Trying to imagine all of the things that an individual might keep stored on a cellphone, and trying to decide how much privacy — if any — each item ought to have, the Supreme Court on Tuesday reached for a new digital-age constitutional formula for police searches of those ubiquitous devices, but found that maddeningly elusive.

Two hours of argument, one each on two different generations of cellphone technology, left the strong impression that the Justices would stay away from flat rules: either that police can always search any such device that they take from an arrested person, or that they could not search its contents at all.

But, as Justice Anthony M. Kennedy said in the first argument, in Riley v. California, what the Court was seeking was “some standard on where we draw the line.”

Jeffrey Fisher arguing for petitioner in Fourth Amendment cell phone case. (Art Lien)

Jeffrey Fisher arguing for petitioner in Fourth Amendment cell phone case. (Art Lien)

But, as the discussion went on, it seemed that there were two lines that would have to be drawn:  one, to define the kind of cellphone contents that were so private that they would be insulated from search; and, second, to define the limits of a search warrant so that the police stayed away from what was private.

The Justices seemed well aware that, even if they somehow were able to craft some Fourth Amendment limitations on searching cellphones, they still would have real difficulty in implementing those limits by telling a magistrate how to write a search warrant to guide the police.  “A warrant for what?” Justices Ruth Bader Ginsburg and Antonin Scalia both asked.

“What would police have to show [to get a warrant]?” Ginsburg added.

Although there was a lot of talk about how to figure out what most cellphone users believed should be private among the contents on their devices, there did seem to be a rough consensus that they do believe that, to some hard-to-define degree.

Several Justices, including Elena Kagan and Sonia Sotomayor, suggested that cellphones now contain data “about one’s whole life,” including its most intimate details.  Chief Justice John G. Roberts, Jr., however, wondered how private some contents would be if it were passed out to the public via a social network like Facebook.

Stanford law professor Jeffrey L. Fisher, arguing in the Riley case, appeared to have considerable success with his argument that smartphones and their “digital information” were somehow different from other objects that police might take from an arrestee.  The problem, though, was how the Justices decide what is different about them, constitutionally.

California Solicitor General Edward Dumont (Art Lien)

California Solicitor General Edward DuMont (Art Lien)

Even so, Fisher’s argument created an atmosphere in which it was harder for his two government opponents — California Solicitor General Edward G. DuMont and Deputy U.S. Solicitor General Michael R. Dreeben — to press their argument that the Court should apply a categorical rule that police do not need a warrant to inspect a cellphone seized from a suspect.

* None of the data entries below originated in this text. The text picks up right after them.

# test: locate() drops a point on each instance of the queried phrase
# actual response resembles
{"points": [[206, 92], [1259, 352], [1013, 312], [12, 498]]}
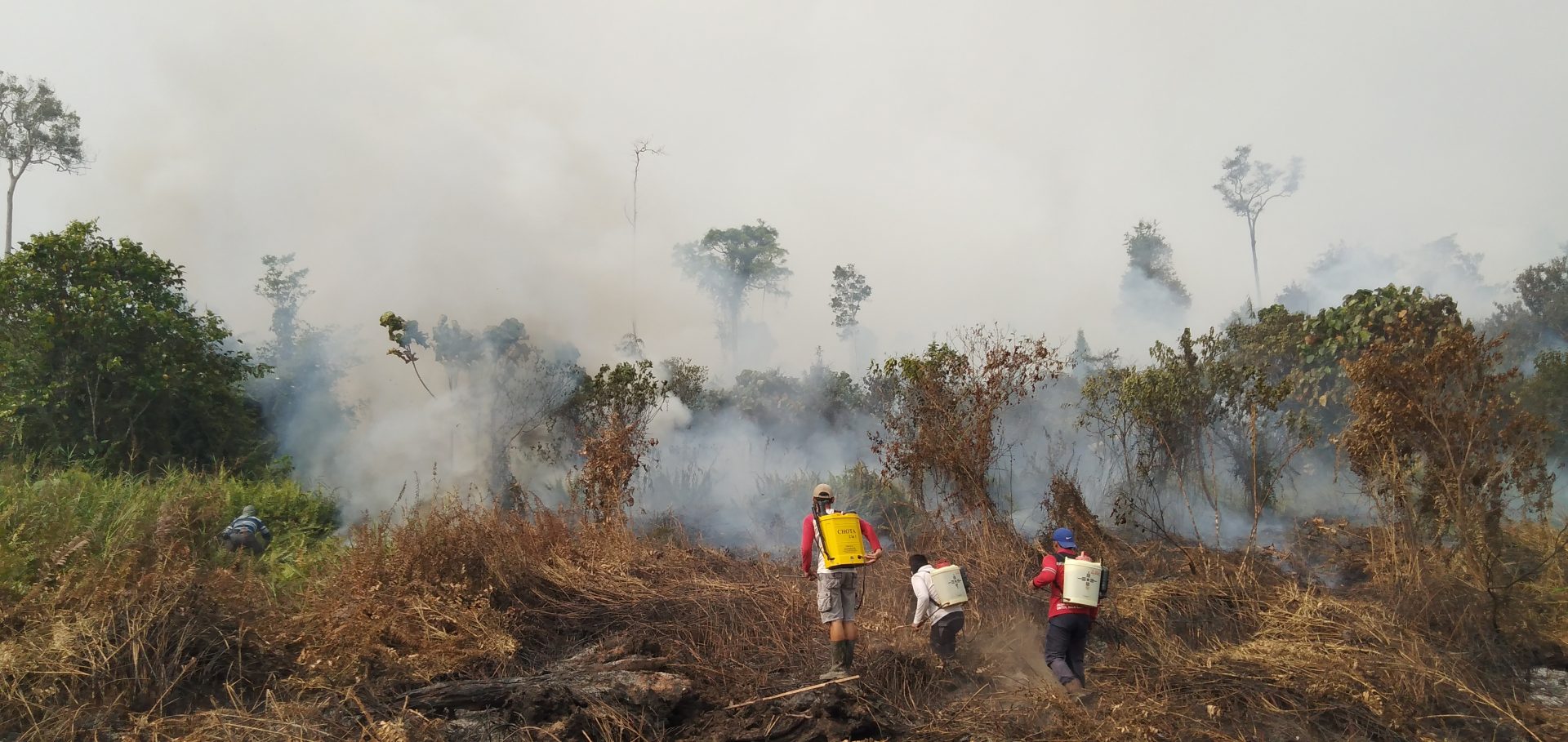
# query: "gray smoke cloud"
{"points": [[978, 163]]}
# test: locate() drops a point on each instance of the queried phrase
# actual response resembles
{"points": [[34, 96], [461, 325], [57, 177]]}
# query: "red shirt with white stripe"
{"points": [[1051, 576]]}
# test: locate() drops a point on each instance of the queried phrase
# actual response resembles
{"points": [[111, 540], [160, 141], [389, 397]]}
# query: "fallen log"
{"points": [[617, 687], [792, 692]]}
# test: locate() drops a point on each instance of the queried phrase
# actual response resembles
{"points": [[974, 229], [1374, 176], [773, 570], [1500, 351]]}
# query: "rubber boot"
{"points": [[836, 667]]}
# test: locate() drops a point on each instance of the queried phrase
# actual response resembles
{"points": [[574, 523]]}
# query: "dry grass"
{"points": [[165, 643]]}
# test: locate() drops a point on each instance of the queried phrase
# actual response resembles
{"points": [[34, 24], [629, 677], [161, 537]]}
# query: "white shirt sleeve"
{"points": [[922, 598]]}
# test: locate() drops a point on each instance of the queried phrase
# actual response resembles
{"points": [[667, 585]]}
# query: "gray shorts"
{"points": [[838, 595]]}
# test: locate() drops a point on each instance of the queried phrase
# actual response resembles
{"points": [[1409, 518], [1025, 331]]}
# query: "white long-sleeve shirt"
{"points": [[924, 602]]}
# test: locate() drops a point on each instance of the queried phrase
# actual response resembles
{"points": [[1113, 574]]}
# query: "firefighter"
{"points": [[1067, 633], [838, 590], [247, 532], [946, 623]]}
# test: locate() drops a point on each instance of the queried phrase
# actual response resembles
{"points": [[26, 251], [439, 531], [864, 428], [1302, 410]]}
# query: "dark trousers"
{"points": [[245, 540], [1067, 638], [944, 634]]}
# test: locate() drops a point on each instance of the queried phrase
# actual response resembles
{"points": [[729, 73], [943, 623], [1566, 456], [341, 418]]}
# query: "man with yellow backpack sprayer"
{"points": [[838, 539], [1067, 633]]}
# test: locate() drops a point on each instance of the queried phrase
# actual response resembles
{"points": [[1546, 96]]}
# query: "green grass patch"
{"points": [[65, 518]]}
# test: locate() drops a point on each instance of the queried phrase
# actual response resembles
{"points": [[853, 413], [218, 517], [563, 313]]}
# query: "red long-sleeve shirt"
{"points": [[1051, 576], [808, 540]]}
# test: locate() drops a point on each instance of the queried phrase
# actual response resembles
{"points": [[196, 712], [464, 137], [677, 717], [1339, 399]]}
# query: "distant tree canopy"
{"points": [[104, 357], [298, 399], [35, 129], [849, 292], [1152, 282], [729, 265]]}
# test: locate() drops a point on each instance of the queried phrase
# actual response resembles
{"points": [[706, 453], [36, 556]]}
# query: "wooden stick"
{"points": [[792, 692]]}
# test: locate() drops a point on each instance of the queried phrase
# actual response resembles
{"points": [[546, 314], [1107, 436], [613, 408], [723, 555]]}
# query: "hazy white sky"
{"points": [[978, 160]]}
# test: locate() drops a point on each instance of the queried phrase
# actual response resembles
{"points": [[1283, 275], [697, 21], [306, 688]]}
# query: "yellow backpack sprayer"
{"points": [[840, 535]]}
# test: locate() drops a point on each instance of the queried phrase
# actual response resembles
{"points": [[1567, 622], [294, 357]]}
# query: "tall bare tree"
{"points": [[1247, 187], [35, 129], [639, 149]]}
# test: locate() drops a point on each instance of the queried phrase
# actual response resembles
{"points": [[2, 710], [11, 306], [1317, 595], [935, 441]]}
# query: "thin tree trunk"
{"points": [[1258, 284], [10, 197]]}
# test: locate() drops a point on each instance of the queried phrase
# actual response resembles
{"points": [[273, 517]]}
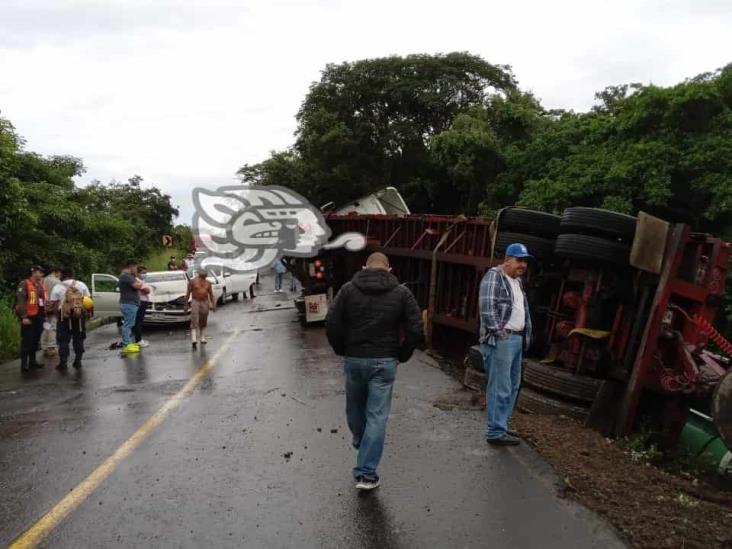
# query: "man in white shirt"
{"points": [[48, 338], [70, 322], [505, 331]]}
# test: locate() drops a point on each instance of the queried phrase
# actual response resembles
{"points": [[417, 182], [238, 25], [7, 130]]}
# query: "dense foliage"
{"points": [[46, 219], [427, 124], [456, 135]]}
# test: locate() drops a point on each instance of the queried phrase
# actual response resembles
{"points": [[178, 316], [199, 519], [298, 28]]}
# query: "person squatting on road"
{"points": [[505, 332], [30, 304], [70, 304], [200, 293], [129, 302], [48, 338], [363, 325], [144, 295]]}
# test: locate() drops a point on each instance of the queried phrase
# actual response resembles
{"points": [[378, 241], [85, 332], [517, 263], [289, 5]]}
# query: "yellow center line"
{"points": [[45, 525]]}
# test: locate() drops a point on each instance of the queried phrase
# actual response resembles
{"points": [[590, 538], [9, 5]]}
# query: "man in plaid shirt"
{"points": [[505, 332]]}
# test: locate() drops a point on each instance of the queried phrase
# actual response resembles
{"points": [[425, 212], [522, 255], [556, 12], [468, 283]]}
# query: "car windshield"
{"points": [[165, 277]]}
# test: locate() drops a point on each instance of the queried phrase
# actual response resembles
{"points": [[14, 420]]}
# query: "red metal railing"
{"points": [[410, 242]]}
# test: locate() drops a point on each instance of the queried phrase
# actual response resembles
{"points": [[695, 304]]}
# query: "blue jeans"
{"points": [[503, 373], [129, 313], [369, 383]]}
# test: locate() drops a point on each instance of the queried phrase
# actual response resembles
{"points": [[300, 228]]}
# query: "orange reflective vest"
{"points": [[32, 304]]}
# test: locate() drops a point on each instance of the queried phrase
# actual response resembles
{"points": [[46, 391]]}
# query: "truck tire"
{"points": [[525, 221], [592, 248], [595, 221], [550, 379], [538, 403], [538, 247]]}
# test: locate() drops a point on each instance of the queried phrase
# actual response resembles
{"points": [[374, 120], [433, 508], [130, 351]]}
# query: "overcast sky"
{"points": [[184, 93]]}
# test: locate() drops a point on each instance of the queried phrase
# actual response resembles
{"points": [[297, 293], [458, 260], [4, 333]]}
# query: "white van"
{"points": [[234, 282]]}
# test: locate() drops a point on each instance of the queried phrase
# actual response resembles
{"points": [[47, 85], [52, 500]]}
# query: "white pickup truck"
{"points": [[167, 296], [233, 282]]}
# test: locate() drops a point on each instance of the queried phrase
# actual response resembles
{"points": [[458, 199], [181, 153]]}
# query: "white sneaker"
{"points": [[367, 484]]}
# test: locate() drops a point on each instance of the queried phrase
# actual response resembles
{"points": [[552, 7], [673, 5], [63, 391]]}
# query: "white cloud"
{"points": [[183, 93]]}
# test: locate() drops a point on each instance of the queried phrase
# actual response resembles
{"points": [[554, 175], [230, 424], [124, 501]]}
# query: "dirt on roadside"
{"points": [[651, 508]]}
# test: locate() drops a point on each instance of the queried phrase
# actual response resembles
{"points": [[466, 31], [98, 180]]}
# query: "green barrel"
{"points": [[701, 440]]}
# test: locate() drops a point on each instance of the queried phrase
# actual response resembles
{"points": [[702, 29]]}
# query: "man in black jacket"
{"points": [[364, 325]]}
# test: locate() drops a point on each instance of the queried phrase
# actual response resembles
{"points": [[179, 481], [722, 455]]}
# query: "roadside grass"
{"points": [[9, 330]]}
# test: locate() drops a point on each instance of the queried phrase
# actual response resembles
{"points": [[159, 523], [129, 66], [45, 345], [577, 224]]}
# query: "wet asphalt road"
{"points": [[259, 454]]}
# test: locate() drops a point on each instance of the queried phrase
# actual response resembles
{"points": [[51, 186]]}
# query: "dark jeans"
{"points": [[71, 330], [30, 337], [369, 383], [139, 320]]}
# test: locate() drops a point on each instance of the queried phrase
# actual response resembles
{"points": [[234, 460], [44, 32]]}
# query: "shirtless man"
{"points": [[201, 292]]}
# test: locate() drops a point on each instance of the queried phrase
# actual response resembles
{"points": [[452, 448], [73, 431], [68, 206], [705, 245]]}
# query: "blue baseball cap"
{"points": [[517, 250]]}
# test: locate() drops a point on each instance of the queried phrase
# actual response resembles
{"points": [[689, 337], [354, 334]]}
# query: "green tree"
{"points": [[46, 219], [371, 123], [665, 150]]}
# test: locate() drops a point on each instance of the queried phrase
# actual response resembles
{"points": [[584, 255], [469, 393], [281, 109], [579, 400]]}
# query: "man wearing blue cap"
{"points": [[505, 331]]}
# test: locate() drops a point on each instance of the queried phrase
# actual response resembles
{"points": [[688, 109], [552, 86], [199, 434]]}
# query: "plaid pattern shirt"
{"points": [[496, 304]]}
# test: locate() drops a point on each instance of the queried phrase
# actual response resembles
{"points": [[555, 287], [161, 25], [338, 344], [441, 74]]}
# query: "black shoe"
{"points": [[363, 483], [504, 440]]}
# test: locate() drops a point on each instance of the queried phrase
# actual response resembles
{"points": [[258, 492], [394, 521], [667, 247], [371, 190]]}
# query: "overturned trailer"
{"points": [[623, 307]]}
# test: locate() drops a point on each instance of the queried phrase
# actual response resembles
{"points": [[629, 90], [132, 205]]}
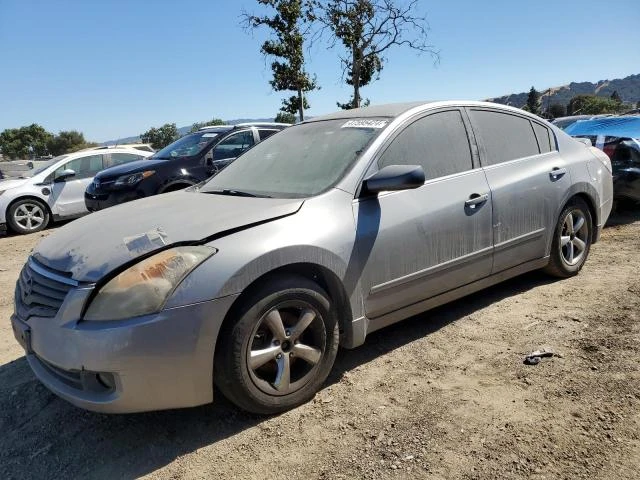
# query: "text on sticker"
{"points": [[365, 124]]}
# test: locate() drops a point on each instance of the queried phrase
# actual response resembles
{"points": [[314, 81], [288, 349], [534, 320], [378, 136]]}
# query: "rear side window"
{"points": [[266, 133], [505, 137], [120, 158], [438, 143], [84, 167], [544, 138]]}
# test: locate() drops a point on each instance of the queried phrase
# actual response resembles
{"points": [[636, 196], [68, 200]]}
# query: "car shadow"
{"points": [[45, 437], [624, 214]]}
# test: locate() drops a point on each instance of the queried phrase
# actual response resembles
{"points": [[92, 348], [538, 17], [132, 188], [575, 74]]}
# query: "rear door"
{"points": [[422, 242], [67, 196], [528, 179]]}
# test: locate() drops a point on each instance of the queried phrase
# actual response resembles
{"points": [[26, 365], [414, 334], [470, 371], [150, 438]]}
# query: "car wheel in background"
{"points": [[279, 347], [571, 240], [28, 216]]}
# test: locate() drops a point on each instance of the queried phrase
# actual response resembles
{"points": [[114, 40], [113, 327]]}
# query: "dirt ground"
{"points": [[442, 395]]}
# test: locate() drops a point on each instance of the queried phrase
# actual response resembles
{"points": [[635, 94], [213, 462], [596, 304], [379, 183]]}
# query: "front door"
{"points": [[67, 195], [416, 244]]}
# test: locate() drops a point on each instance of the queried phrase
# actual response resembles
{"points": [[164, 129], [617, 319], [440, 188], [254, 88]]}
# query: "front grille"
{"points": [[40, 291]]}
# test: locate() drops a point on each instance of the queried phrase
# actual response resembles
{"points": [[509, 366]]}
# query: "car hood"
{"points": [[131, 167], [93, 246], [8, 183]]}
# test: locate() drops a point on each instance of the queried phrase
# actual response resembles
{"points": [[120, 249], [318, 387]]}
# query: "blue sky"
{"points": [[114, 68]]}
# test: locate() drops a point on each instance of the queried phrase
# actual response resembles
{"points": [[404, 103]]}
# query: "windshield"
{"points": [[187, 146], [39, 167], [300, 161]]}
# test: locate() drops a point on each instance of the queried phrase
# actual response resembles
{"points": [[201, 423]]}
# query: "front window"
{"points": [[187, 146], [43, 166], [301, 161]]}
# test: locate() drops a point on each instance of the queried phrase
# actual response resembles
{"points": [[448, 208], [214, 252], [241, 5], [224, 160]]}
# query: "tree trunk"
{"points": [[301, 104], [356, 76]]}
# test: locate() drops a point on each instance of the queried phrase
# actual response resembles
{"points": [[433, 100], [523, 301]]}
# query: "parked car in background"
{"points": [[186, 162], [619, 138], [332, 229], [55, 189]]}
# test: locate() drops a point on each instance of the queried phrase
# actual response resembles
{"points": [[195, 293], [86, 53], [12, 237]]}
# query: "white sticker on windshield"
{"points": [[365, 124]]}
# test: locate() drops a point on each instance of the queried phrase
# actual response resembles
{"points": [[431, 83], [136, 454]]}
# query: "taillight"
{"points": [[603, 157]]}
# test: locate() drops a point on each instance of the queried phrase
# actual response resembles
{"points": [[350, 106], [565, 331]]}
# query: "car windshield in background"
{"points": [[187, 146], [301, 161], [43, 166]]}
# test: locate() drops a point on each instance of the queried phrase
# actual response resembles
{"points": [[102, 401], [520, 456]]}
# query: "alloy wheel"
{"points": [[574, 237], [29, 216], [286, 348]]}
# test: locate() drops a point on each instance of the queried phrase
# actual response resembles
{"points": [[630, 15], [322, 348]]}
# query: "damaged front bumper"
{"points": [[154, 362]]}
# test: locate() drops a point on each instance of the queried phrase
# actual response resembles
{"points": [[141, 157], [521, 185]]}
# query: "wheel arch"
{"points": [[317, 273], [29, 197]]}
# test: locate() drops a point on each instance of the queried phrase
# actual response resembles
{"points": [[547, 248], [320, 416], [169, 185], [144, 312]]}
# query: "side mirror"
{"points": [[63, 175], [395, 177]]}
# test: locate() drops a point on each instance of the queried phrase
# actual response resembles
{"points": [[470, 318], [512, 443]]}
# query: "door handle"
{"points": [[476, 199], [557, 172]]}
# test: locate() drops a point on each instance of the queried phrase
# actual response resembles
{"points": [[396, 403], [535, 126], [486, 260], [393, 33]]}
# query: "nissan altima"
{"points": [[316, 237]]}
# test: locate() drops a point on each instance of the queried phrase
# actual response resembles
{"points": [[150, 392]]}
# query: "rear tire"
{"points": [[278, 348], [28, 216], [571, 240]]}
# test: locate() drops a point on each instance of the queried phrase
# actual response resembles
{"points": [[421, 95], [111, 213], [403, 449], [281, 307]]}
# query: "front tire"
{"points": [[571, 240], [278, 348], [28, 216]]}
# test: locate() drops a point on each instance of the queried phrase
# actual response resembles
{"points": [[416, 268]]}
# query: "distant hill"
{"points": [[183, 130], [628, 88]]}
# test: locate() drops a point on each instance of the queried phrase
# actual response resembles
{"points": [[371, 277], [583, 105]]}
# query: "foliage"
{"points": [[367, 30], [288, 27], [160, 137], [557, 110], [198, 125], [67, 142], [285, 117], [592, 105], [533, 100], [24, 141]]}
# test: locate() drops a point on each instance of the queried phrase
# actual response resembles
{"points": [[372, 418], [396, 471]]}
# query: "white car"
{"points": [[55, 190]]}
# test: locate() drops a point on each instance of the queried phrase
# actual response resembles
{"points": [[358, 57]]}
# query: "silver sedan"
{"points": [[323, 233]]}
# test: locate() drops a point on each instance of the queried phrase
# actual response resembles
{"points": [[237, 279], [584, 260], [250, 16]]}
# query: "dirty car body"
{"points": [[399, 208]]}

DuMont tried to stick with that argument in the face of skepticism from the bench, including a complaint by Justices Ginsburg and Elena Kagan that his approach would allow a wholesale search of anyone arrested for any crime, even if it were no more serious than a traffic violation.

Dreeben, however, sensed the Court’s skepticism, and was ready with some “limiting principles” that might leave police with general authority to search contents, if the crime were a serious one and if there were good reason to believe that searching a particular “app” on a cellphone would likely be evidence of the crime for which that individual had been taken to the police station.

Deputy Solicitor General Michael R. Dreeben (Art Lien)

Deputy Solicitor General Michael R. Dreeben (Art Lien)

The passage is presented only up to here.